No es propiamente una autobiografía, puesto que el texto no
pretende abarcar una vida, así como tampoco asumir que lo escrito
sea necesariamente verídico; una crónica o una confesión
fallida quizás, toda vez que oculta explícitamente,
tergiversa, se independiza y no tiene temor al ridículo. Un
botón de muestra del narrador y su capacidad infinita para
confesar, desde un comienzo, que ésta no es más que
la exposición de un conjunto de fracturas: "He hojeado
las páginas con que se inicia este libro y si las dejara intactas
de cara al lector, sin corregir las lagunas que atentan a su comprensión,
mi tozudez sería semejante a la del borrachín que insistía
en saltar sobre su sombra".
Ese tozudo narrador termina corrigiendo poco y nada. Se limita a
reconstruir a su paso por el interminable Barros Arana, su vida de
universitario... Más que una reconstrucción, es la transcripción
de los vestigios que quedan de esa época, vestigios remotos
que sólo velan al niño que alguna vez fue: los demonios
del adolescente, sus revolcones con la empleada, sus primeros amores,
sus estudios, lejanías y cercanías con el padre y la
madre. Sobre todo, su ocio y su notable capacidad para observar un
tiempo detenido, bruscamente, con el exilio. Lo que fue y ya no es:
el restaurante El Parrón en avenida Providencia, el café
Il Bosco en Alameda, la tienda Flaño en Huérfanos y
la tienda Gath & Chaves al llegar a Estado, el programa radial
La Pichanga, la revista Topaze, tantos intelectuales
y amigos y lecturas inolvidables. Estamos hablando de "presencias
y testimonios anteriores a 1970, sujetos y objetos que, al igual que
los sentimientos de ese joven que de pronto es obligado a hacerse
adulto, se convierten en leyenda unas veces, en fantasmas otras, irreproducibles
siempre (Chile, "un país vivido en la infancia donde los
misterios eran sagrados y los días más largos").

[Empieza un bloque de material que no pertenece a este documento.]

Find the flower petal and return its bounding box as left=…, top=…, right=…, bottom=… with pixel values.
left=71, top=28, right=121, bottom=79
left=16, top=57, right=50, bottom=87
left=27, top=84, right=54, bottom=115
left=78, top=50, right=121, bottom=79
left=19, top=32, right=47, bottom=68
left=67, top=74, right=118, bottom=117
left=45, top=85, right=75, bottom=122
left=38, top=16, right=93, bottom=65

Quizás por eso el narrador debe interrumpir su relato continuamente
con cartas fechadas en Europa, fundamentalmente en Barcelona, durante
la década de los ochenta. Esas cartas no sólo comentan,
amplían, sugieren cambios y terminan absorbiendo a la "novela",
sino que ademas la actualizan, estableciendo puentes que desconocen
las distancias temporales y espaciales.
La ola muerta es una historia valiosa por una contradicción:
rechaza convertirse en novela y, sin embargo, lleva al extremo esa
forma literaria propia de la modernidad llamada Bildungsroman,
en cuanto entiende a la juventud como fuente y símbolo de la
movilidad e interioridad, como pugna entre la autodeterminación
y la socialización.
Esta contradicción queda resuelta rápidamente y termina
siendo atractiva, especialmente para aquellos lectores que gustan
de las confesiones de un insider de la literatura chilena del
último siglo. Y no lo dice esta crítica, lo dice La
ola muerta: aquí se ha "desnovelizado" la novela,
se ha obtenido un conjunto algo "literatoso". Pero no importa.
Los lectores literatosos somos también una ficción.